The reason for the exception is that the size of the unsigned integral type used by the container to represent its own property size happened to be greater than the size of type
unsigned int
in the environment where the program was compiled and run. So when string source had not been found in string
s
in statement
unsigned int pos = s.find( source );
the value returned by the method find of
std::string
was reduced using the arithmetic modulo 2 operation to fit
pos
. And then in the statement
if ( pos != std::string::npos )
it was again enlarged to the size of the type of
std::string::npos
according to the rules of the usual arithmetic conversions by setting the most significant bits to zeroes. As a result the condition in the
if
statement was evaluated to
true
and the incorrect value of
pos
was used further in method
replace
.
The exception could be avoided and the program would be portable if the programmer were to use the common form of address
std::string::size_type
in the declaration of variable
pos
instead of the type
unsigned int
.
std::string::size_type pos = s.find( source );
Or it would be even better to write simply
auto pos = s.find( source );
When you deal with containers or sequences of data directly or through iterators, one of the most important and useful pieces of information is about the value type of elements of the container or sequence. Without having such information, it is difficult to write generic and safe code. You should provide the common form of address
value_type
so that code can access the elements. Otherwise you will be helpless and will be unable to write generic template code.
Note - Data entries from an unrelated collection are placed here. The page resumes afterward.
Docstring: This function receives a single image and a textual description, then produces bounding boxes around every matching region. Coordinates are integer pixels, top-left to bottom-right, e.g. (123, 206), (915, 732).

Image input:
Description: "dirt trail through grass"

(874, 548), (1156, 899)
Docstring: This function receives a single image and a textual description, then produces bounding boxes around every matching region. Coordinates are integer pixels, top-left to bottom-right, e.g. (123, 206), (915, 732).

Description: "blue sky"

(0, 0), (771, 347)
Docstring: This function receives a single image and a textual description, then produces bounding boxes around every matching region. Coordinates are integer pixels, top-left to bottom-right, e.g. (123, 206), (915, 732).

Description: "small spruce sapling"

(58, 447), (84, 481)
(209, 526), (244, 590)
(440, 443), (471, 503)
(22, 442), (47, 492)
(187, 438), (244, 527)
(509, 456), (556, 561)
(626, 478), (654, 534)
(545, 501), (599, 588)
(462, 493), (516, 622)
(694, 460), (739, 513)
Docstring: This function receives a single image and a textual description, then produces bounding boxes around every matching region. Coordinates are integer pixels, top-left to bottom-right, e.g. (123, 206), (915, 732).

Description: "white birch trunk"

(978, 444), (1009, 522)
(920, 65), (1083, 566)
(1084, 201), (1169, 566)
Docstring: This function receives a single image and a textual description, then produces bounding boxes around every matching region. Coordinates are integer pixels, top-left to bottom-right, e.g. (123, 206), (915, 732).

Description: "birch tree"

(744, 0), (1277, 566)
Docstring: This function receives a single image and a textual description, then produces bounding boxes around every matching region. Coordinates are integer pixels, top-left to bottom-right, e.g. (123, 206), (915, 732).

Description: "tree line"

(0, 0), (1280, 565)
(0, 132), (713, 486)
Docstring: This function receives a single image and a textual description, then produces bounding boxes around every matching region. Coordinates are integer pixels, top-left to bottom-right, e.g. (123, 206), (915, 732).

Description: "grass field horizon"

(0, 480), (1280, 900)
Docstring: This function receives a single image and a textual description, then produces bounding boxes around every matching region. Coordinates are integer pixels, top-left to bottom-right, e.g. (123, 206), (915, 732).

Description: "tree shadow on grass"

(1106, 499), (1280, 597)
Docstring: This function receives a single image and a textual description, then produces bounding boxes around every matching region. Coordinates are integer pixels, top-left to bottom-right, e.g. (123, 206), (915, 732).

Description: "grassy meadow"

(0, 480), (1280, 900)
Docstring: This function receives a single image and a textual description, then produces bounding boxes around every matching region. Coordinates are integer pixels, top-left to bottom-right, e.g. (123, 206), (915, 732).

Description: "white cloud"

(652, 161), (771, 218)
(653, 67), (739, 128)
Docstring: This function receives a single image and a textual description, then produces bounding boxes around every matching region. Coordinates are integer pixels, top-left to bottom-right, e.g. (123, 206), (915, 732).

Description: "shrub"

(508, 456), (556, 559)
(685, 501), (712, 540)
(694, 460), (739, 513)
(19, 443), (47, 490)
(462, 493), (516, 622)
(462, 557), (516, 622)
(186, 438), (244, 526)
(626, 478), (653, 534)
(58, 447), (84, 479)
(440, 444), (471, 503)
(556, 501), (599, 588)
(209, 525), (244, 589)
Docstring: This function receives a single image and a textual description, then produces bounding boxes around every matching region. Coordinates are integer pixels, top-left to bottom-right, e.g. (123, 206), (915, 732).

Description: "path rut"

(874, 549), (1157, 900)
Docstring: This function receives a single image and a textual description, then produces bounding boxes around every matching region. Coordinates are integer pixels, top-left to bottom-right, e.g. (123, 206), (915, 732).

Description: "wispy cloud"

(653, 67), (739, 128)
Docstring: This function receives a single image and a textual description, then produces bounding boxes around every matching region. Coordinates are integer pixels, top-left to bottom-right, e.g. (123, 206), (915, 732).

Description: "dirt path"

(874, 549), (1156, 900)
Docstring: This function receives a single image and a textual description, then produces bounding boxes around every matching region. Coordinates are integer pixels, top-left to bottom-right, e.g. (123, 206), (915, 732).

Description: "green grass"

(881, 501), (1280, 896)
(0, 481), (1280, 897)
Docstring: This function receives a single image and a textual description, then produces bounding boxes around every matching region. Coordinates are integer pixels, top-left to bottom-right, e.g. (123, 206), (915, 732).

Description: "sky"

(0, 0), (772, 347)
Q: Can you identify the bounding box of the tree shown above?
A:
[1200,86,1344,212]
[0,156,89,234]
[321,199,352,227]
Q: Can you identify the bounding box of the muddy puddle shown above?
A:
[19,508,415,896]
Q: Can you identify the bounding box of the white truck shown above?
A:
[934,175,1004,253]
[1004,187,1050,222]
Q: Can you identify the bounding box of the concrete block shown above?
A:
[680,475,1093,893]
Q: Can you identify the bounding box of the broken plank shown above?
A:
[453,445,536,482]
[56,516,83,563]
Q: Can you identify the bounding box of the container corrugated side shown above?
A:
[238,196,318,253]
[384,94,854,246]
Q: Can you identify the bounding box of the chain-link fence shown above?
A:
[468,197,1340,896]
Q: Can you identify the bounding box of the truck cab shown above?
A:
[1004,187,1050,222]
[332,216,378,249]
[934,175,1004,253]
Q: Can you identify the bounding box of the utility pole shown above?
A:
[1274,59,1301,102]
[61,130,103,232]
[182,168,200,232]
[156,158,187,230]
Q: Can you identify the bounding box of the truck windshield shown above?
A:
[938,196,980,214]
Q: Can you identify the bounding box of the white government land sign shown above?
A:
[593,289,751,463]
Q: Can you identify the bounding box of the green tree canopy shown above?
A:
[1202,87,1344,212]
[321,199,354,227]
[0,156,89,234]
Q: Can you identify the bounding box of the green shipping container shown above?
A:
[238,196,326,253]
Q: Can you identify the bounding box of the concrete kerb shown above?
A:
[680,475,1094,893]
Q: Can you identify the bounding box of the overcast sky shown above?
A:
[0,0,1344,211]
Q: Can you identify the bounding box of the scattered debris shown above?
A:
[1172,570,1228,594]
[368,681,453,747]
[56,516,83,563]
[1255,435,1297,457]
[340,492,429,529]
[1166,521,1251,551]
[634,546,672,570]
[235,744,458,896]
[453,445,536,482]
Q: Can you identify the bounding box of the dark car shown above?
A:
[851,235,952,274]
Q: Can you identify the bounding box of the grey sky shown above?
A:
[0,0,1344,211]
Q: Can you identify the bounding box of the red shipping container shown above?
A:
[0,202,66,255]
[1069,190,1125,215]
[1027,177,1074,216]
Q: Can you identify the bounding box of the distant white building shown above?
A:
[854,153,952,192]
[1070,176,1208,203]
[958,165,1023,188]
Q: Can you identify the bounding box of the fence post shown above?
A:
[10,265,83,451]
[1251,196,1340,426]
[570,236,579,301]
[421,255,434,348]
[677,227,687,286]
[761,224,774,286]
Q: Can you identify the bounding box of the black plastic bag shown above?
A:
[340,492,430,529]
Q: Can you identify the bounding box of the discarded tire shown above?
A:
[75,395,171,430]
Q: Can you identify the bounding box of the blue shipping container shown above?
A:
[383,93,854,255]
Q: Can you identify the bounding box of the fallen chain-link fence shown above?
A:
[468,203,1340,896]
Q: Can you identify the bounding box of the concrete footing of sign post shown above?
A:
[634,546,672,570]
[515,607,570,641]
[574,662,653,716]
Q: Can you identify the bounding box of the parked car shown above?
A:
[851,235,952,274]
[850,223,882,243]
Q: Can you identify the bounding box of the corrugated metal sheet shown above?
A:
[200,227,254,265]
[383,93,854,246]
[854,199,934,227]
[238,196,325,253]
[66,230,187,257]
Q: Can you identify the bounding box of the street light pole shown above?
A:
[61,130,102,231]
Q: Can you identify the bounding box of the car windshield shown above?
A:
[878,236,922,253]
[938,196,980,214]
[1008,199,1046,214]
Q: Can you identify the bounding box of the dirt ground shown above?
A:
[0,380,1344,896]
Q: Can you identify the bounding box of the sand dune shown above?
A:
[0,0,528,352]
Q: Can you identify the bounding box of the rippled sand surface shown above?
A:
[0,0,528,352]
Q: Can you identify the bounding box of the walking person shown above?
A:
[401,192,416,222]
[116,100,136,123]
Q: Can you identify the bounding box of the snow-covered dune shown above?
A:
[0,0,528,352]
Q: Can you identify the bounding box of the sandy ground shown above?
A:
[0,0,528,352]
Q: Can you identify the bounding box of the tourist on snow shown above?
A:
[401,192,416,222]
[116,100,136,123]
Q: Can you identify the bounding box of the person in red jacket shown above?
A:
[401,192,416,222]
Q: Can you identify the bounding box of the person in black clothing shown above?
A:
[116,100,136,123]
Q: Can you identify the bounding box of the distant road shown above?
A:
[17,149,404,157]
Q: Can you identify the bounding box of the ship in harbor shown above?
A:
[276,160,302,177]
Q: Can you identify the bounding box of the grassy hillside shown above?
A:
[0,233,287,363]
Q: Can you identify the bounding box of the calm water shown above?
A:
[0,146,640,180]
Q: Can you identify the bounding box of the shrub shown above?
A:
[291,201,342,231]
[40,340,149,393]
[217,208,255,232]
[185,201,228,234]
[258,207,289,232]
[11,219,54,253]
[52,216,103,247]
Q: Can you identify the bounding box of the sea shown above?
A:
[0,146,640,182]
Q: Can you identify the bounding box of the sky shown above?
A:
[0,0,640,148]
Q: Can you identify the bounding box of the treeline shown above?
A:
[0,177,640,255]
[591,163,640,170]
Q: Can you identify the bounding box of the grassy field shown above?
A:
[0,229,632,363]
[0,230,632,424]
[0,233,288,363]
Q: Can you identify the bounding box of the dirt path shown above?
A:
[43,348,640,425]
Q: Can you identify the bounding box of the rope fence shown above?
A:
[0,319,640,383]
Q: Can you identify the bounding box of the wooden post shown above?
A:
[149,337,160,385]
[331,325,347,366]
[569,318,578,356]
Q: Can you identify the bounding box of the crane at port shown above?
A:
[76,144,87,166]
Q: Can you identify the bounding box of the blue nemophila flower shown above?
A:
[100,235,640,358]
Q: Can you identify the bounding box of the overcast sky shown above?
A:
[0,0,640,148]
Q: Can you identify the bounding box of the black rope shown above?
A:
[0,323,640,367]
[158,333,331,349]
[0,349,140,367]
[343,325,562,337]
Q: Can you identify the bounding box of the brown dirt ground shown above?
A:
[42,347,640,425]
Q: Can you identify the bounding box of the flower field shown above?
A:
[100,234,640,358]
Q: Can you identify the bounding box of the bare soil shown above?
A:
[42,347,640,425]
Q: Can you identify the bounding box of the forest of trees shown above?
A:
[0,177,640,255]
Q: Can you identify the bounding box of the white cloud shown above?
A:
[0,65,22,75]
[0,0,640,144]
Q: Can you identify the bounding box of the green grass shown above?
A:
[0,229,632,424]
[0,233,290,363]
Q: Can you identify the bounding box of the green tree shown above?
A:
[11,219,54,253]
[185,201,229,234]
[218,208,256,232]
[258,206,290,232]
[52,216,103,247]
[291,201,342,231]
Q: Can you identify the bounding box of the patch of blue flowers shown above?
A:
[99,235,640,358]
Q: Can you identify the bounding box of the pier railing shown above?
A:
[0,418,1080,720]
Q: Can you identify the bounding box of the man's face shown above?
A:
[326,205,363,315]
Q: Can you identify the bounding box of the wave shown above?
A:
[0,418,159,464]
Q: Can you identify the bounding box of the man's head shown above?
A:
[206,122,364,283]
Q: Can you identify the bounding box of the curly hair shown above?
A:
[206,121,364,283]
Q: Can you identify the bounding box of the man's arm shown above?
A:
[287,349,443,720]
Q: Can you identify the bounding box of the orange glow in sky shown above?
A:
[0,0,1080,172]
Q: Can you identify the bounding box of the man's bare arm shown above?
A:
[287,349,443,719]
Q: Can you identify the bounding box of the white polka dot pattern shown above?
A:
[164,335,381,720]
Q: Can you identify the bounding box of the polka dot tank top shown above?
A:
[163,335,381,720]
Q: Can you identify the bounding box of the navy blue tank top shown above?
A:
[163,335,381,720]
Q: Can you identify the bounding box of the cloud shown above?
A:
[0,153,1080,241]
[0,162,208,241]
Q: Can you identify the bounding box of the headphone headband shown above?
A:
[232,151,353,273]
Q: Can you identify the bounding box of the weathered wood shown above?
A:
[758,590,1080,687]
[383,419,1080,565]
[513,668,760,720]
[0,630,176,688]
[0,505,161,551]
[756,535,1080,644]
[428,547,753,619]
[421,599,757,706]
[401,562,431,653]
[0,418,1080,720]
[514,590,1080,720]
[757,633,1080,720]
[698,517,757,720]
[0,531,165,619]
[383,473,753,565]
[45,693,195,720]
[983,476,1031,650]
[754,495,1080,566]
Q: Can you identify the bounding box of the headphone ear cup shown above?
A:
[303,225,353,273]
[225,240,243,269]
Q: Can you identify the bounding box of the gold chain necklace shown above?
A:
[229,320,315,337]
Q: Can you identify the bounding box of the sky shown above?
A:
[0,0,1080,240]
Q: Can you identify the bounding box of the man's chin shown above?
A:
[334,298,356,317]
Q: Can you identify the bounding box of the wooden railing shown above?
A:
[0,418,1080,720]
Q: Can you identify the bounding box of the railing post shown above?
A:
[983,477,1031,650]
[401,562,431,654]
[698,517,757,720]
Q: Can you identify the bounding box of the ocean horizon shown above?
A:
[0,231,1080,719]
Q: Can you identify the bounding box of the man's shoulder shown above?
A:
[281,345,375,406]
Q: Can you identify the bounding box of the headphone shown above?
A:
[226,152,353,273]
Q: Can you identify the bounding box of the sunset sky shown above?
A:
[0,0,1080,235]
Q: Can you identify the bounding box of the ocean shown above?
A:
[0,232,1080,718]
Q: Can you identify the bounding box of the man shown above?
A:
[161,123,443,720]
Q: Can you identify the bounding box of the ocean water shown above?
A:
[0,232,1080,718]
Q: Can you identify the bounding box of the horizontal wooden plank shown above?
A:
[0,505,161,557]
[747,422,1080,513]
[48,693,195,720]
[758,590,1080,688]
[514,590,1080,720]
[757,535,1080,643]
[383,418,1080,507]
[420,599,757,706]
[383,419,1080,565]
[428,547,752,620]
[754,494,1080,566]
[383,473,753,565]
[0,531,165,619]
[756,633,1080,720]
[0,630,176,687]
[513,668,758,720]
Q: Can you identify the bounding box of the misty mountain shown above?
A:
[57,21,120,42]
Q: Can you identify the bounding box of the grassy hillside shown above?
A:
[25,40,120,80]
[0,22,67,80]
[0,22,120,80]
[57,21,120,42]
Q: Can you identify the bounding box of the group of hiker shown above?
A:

That’s exactly what happened for our
iterator_pair
. Both of the iterator adapters (
std::back_insert_iterator
and
std::front_insert_iterator
) hide the actual value of the common form of address
value_type
of the underlaying containers from the user, making the property value type itself inaccessible.
If you look at how the iterators are defined [
ISO/IEC
] you will see that the second template argument of the inherited base class
std::iterator
that corresponds to the common form of address
value_type
is set to
void
. (See Listing 7.)
template <class Container> class back_insert_iterator : public iterator<output_iterator_tag,void,void,void,void> { //... }; template <class Container> class front_insert_iterator : public iterator<output_iterator_tag,void,void,void,void> { //... }; |
Listing 7 |
Thus when the property value type of iterator adapter
iterator_pair
that in turn is defined like
pair < typename iterator_traits<Iterator1>::value_type, typename iterator_traits<Iterator2>::value_type >
was instantiated then the compiler issued an error because it cannot instantiate
std::pair
with data members of type
void
.
These two iterators look like black holes. If a container finds itself in a constructor of the iterators then it instantly loses without a trace its main property, the value type.
On the other hand, if you look at how assignment operators are defined [ ISO/IEC ] for these iterators, you will see that they use the property value type of underlaying containers. For example
front_insert_iterator<Container>& operator=(const typename Container::value_type& value);
But they use the property bypassing their own common form of address
value_type
.
The same problem exists with
std::ostream_iterator
. Ask any programmer, for example, what type of objects the iterator
std::ostream_iterator<std::string>
, can output and he will answer without delay: “
Objects of type
std::string
or at least those objects that can be implicitly converted to type
std::string
.
”
And he will be right. But if you look at how the iterator is defined [
ISO/IEC
] you will see that its property value type is defined the same way as this property is defined for iterators
back_insert_iterator
and
front_insert_iterator
; that is, it is set to
void
and thus the real value type is hidden and inaccessible for the user of the iterator.
template < class T, class charT = char,class traits = char_traits<charT> > class ostream_iterator : public iterator<output_iterator_tag, void,void, void, void> { //... };
The very notion of an iterator adapter implies that it does not modify the properties of the underlying containers or objects. Instead it gives them new opportunities based on their own functionality.
It will not be difficult to define these iterator adapters, appending the iterator
std::insert_iterator
to them in such a way that they do not hide the main property, the value type, of the underlaying containers or objects. Their definitions could look like Listing 8.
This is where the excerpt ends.